Nur Ichsan ยท Minggu, 28 Juni 2020 - 12:51 WIB
Ditembak Mati, Penyerang Mapolres OKI Ternyata Seorang Residivis
Indra, pelaku penyerangan Mapolres Ogan Komering Ilir (Istimewa)

KAYUAGUNG, iNews.id - Markas Kepolsian Resort (Mapolres) Ogan Komering Ilir (OKI) Sumatera Selatan (Sumsel) diserang. Pelaku penyerangan bernama Indra Oktomi (35) warga Desa Mangunjaya, Kecamatan SP Padang, Kabuapaten OKI.

"Pelaku ini seorang residivis," kata Kabis Humas Polda Sumsel Kombes Pol Supriadi saat dihubungi iNews.id, Minggu (28/6/2020).

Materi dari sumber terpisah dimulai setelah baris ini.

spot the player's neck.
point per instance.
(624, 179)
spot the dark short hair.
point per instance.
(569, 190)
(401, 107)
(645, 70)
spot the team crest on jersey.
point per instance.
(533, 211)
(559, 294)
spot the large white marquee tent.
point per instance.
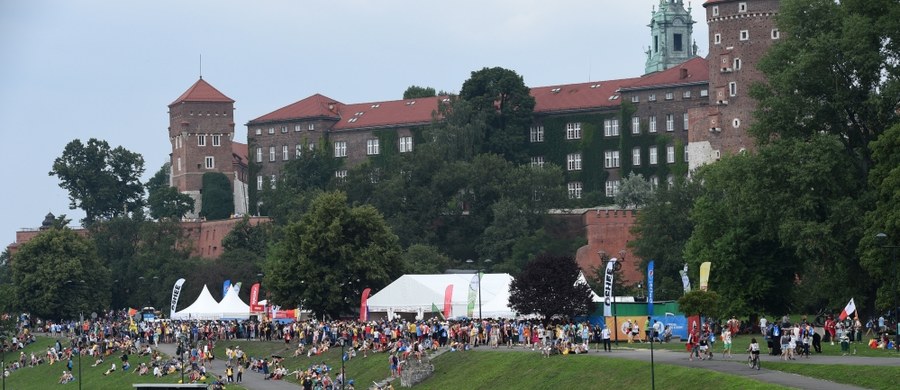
(417, 294)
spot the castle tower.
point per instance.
(671, 29)
(740, 33)
(201, 131)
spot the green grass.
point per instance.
(511, 370)
(361, 370)
(46, 376)
(881, 377)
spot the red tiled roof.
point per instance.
(201, 91)
(312, 107)
(390, 113)
(240, 150)
(571, 97)
(697, 71)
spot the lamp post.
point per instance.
(883, 237)
(617, 265)
(480, 271)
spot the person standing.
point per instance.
(604, 335)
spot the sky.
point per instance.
(81, 69)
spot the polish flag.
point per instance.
(851, 307)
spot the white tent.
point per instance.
(204, 308)
(232, 307)
(417, 293)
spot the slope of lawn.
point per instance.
(45, 376)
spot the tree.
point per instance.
(103, 182)
(547, 287)
(327, 258)
(661, 230)
(415, 92)
(502, 97)
(634, 192)
(57, 274)
(164, 200)
(218, 198)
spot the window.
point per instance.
(537, 133)
(611, 159)
(575, 190)
(405, 144)
(573, 130)
(612, 188)
(340, 149)
(372, 147)
(573, 162)
(611, 127)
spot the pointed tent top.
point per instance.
(202, 91)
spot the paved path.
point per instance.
(252, 380)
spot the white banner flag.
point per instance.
(607, 287)
(176, 292)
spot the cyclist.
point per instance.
(754, 353)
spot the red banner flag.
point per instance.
(364, 306)
(448, 298)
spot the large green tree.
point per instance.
(58, 275)
(547, 286)
(327, 257)
(102, 181)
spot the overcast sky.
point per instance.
(108, 69)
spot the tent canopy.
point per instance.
(417, 293)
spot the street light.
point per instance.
(617, 265)
(481, 270)
(883, 238)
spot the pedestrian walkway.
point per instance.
(252, 380)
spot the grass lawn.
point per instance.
(362, 370)
(46, 376)
(862, 376)
(510, 370)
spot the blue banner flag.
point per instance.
(650, 288)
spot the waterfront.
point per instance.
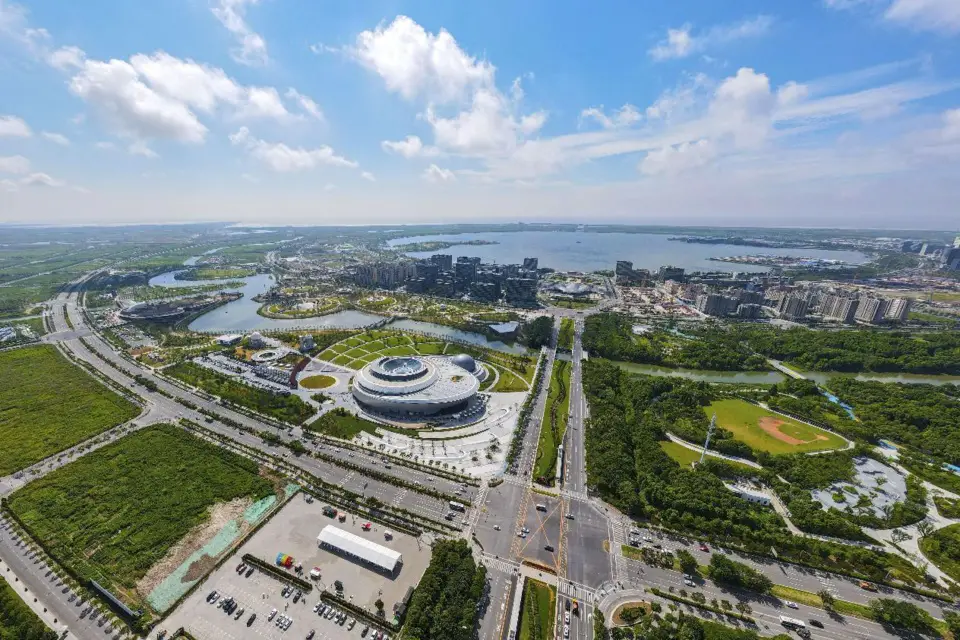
(241, 315)
(592, 251)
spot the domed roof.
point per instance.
(464, 361)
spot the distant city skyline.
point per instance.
(812, 114)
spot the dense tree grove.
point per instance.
(447, 599)
(858, 350)
(17, 621)
(610, 335)
(538, 333)
(923, 416)
(628, 468)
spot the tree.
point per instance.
(898, 613)
(687, 561)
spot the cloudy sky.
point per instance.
(801, 113)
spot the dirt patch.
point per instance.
(220, 515)
(771, 426)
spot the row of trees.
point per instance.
(610, 335)
(17, 620)
(447, 601)
(858, 350)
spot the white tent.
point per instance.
(362, 549)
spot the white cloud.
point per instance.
(310, 107)
(159, 96)
(282, 158)
(140, 148)
(934, 15)
(41, 180)
(251, 49)
(66, 58)
(14, 127)
(56, 138)
(680, 43)
(409, 147)
(415, 63)
(433, 173)
(17, 165)
(951, 120)
(677, 159)
(623, 117)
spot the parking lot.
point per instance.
(293, 531)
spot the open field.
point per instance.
(49, 405)
(554, 423)
(685, 457)
(286, 408)
(114, 513)
(536, 612)
(318, 382)
(17, 620)
(763, 430)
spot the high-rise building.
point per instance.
(839, 307)
(442, 260)
(871, 310)
(898, 309)
(792, 307)
(670, 273)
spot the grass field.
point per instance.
(685, 457)
(114, 513)
(17, 620)
(765, 431)
(48, 405)
(554, 423)
(318, 382)
(536, 611)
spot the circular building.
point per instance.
(413, 385)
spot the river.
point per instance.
(592, 251)
(241, 315)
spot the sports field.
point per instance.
(763, 430)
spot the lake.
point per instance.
(590, 251)
(241, 315)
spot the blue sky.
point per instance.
(801, 113)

Supriadi menambahkan, belum diketahui apa alasan pelaku menabrak dan menyerang polisi yang bertugas di Mapolres OKI. Dia menduga jika pelaku merasa dendam kepada anggota polisi.

"Belum tahu mas, mungkin dendam karena pernah ditangkap," kata dia.

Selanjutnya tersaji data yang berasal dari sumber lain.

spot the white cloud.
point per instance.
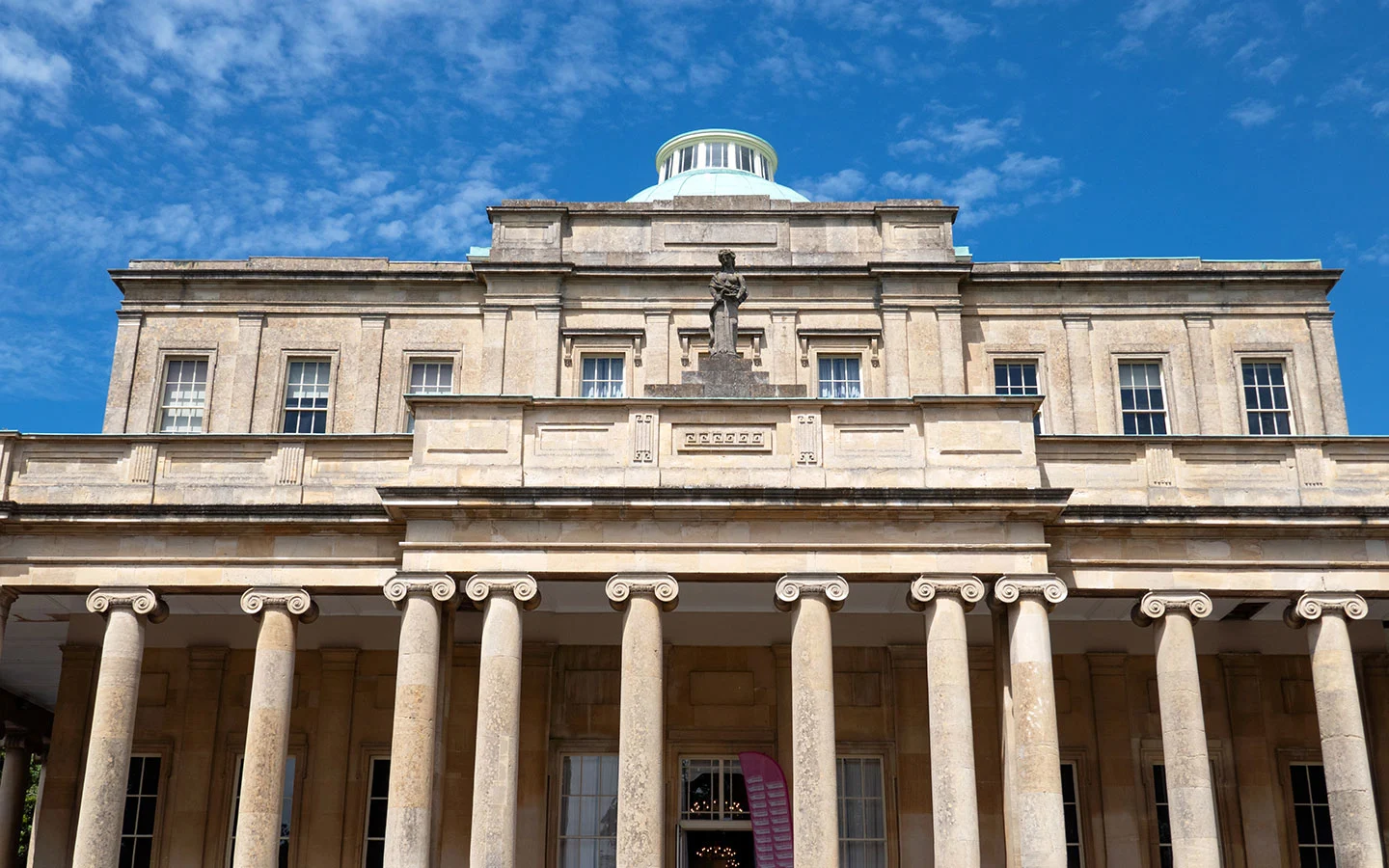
(843, 185)
(1253, 113)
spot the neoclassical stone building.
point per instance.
(1032, 564)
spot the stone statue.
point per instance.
(729, 290)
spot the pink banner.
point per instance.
(770, 808)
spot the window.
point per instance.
(1313, 814)
(862, 827)
(183, 400)
(1071, 813)
(587, 813)
(374, 854)
(602, 376)
(306, 396)
(839, 376)
(716, 827)
(285, 810)
(1164, 818)
(142, 795)
(1140, 397)
(1017, 378)
(428, 378)
(1266, 399)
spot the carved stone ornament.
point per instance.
(1010, 589)
(1158, 603)
(520, 584)
(141, 600)
(438, 584)
(828, 584)
(924, 589)
(662, 586)
(295, 600)
(1314, 605)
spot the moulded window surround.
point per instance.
(378, 788)
(587, 811)
(1266, 396)
(1142, 397)
(307, 393)
(183, 394)
(428, 376)
(286, 813)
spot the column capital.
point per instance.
(1012, 587)
(660, 584)
(438, 584)
(295, 600)
(828, 584)
(518, 584)
(1156, 605)
(1316, 603)
(927, 587)
(141, 600)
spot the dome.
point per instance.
(716, 163)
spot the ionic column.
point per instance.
(1038, 830)
(414, 731)
(955, 801)
(113, 721)
(640, 804)
(1185, 758)
(14, 781)
(280, 611)
(1354, 827)
(814, 789)
(502, 597)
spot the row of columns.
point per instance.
(1035, 788)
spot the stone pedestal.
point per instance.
(502, 596)
(267, 729)
(1348, 785)
(640, 785)
(1186, 761)
(814, 781)
(1038, 832)
(113, 721)
(414, 732)
(953, 793)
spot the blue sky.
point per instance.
(232, 128)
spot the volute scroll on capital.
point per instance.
(828, 584)
(660, 584)
(1013, 587)
(141, 600)
(924, 589)
(518, 584)
(295, 600)
(1156, 605)
(438, 584)
(1316, 603)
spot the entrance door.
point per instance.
(716, 827)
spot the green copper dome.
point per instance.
(716, 163)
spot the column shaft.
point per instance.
(493, 839)
(14, 781)
(953, 792)
(414, 735)
(109, 747)
(267, 739)
(640, 805)
(1348, 785)
(1190, 800)
(1039, 827)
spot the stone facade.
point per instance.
(972, 628)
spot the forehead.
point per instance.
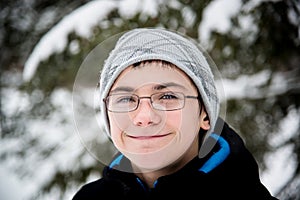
(153, 73)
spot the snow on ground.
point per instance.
(37, 169)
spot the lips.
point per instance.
(147, 137)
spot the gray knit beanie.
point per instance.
(158, 44)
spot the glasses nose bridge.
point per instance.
(144, 97)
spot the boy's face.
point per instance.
(153, 139)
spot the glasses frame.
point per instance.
(106, 99)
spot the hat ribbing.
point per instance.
(158, 44)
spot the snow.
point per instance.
(216, 17)
(68, 148)
(81, 20)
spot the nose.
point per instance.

Insiden penyerangan itu terjadi pada Minggu dini hari (28/6/2020) sekitar 02.30 WIB. Saat itu, Mapolres OKI dalam kondisi seperti biasa. Tiba-tiba saja ada mobil Honda Mobilio BG 1088 KD yang dikendarai pelaku menabrak pagar Mapolres OKI.

Mobil yang dikendarai pelaku saat serang Mapolres OKI (Istimewa)
Mobil yang dikendarai pelaku saat serang Mapolres OKI (Istimewa)

Usai menabrak, pelaku langsung tancap gas menuju parkiran belakang Mapolres OKI. Sesampainya di parkiran belakang, kata Supriadi, pelaku teriak-teriak memanggil dan menantang polisi.

"Mano polisi, mano polisi," kata Supriadi menirukan ucapan pelaku.

Melihat pelaku, beberapa anggota melakukan pengadangan salah satunya Aipda M Nur. Perkelahian tak dapat dihindarkan. Sayangnya, pelaku berhasil menusuk tangan Aipda Nur. Tak berhenti di situ saja, pelaku kemudian mengejar anggota jaga lainnya.

"Sudah kami peringatkan dengan mengeluarkan tembakan peringatan tapi pelaku tetap saja menyerang. Akhirnya kami lakukan tindakan terukur," kata dia.

Pelaku, kata Supriadi, berhasil dilumpuhkan setelah petugas melakukan penembakan ke arah kaki. Setelah itu Pelaku segera dilarikan ke RSUD Kayu Agung untuk dilakukan pengobatan namun saat di RS Pelaku dinyatakan meninggal dunia.